Structural members of a vehicle are designed to increase the energy absorption efficiency and thus to enhance the safety and reliability of a vehicle. The crashworthiness of each member needs to be evaluated at the initial stage of vehicle design for good performance of an assembled vehicle. As the dynamic behavior of structural members is different from the static one, the crashworthiness of vehicle structures has to be assessed by numerical impact analysis considering the dynamic response related to the inertia and strain-rate hardening effect. Impact simulation is usually carried out with the elastic-plastic finite element analysis code such as PAMCRASH or LS-DYNA3D. It inevitably requires tremendous time and efforts to estimate the crashworthiness of structural members even with the explicit methods. An efficient, alternative analysis tool could be an extended limit method for fast evaluation of the crashworthiness of structural members.
Limit analysis has become a useful and efficient numerical tool in the collapse behavior assessment for structural members since the method can easily calculate the plastic collapse load, energy absorption and deformation mode. The conventional limit analysis method seems seldom applied to real complicated structural problems probably because of the limitation of the method. However, a burst of development in limit theories and computer technologies enable limit analysis applied to complicated structural problems. Especially, the limit analysis concept has extended to a class of work-hardening materials from its long conjecture of perfectly plastic materials. Although the algorithm with a simple formulation has the advantage of stable convergence, computational efficiency and easy access to work-hardening materials, the method has been developed only for static collapse behavior of structures. Development of dynamic limit analysis could make it possible to evaluate the crashworthiness of structural members efficiently, accurately and systematically.

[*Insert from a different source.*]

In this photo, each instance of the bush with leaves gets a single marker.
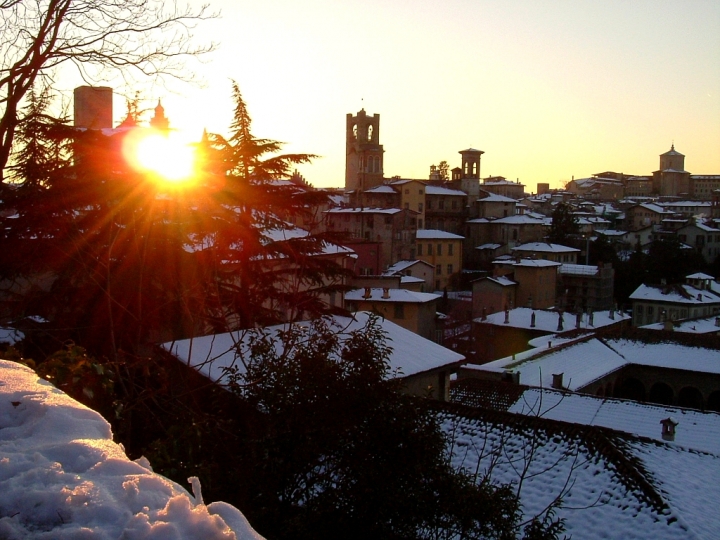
(340, 452)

In this paper, the limit analysis concept is extended to incorporate with the dynamic equilibrium condition considering the inertia and strain-rate effects instead of the static equilibrium. A dynamic formulation of limit analysis has been derived for sequential incremental analysis dealing with time integration, strain and stress evaluation, strain hardening, strain-rate hardening and thermal softening. The time dependent term in the governing equation is integrated with the WBZ-α method proposed by Wood, Bossak and Zienkiewicz. The dynamic material behavior is described by the Johnson-Cook model in order to consider strain-rate hardening and thermal softening as well as strain hardening. The contact condition is added in order to check the penetration in the complicated structures.
The analysis method developed has been applied to a class of impact analysis of structural members. The high velocity deformation analysis of the plate with a hole has been carried out in order to verify the accuracy and validity of the dynamic limit analysis and WBZ-α method. The impact analysis of a Taylor bar has been performed in order to comparing the rate-dependent constitutive model with the quasi-static constitutive relation. Impact analysis of an S-rail has been performed with the dynamic limit analysis code and the numerical results have been compared with elasto-plastic explicit analysis results by LS-DYNA3D for collapse loads and its deformed shapes as well as the strain distribution. Comparison demonstrates that the dynamic finite element limit analysis can predict the crashworthiness of structural members effectively with less effort and computing time than the commercial codes compared. The impact analysis of S-rails has been conducted with the variation of design parameters such as the thickness and the aspect ratio of cross-section in order to estimate the energy absorption ratio with respect to the design parameters.
Numerical simulations have been carried out with a finite element limit analysis in order to identify forming effects on crash behavior of an S-rail. The formed S-rail contains fabrication histories such as residual stress, work hardening, non-uniform thickness distribution and geometric changes resulted from the forming process. Crashworthiness such as the collapse load, the deformed mode and the energy absorption has been investigated in order to identify forming effects. It is fully demonstrated that the design of auto-body structures needs to consider the forming effects for proper assessment of load-carrying capacity and deformation of the formed structures.
The analysis results demonstrate that the dynamic limit analysis method is an effective and useful tool in the dynamic analysis and prediction of the crashworthiness of structural members.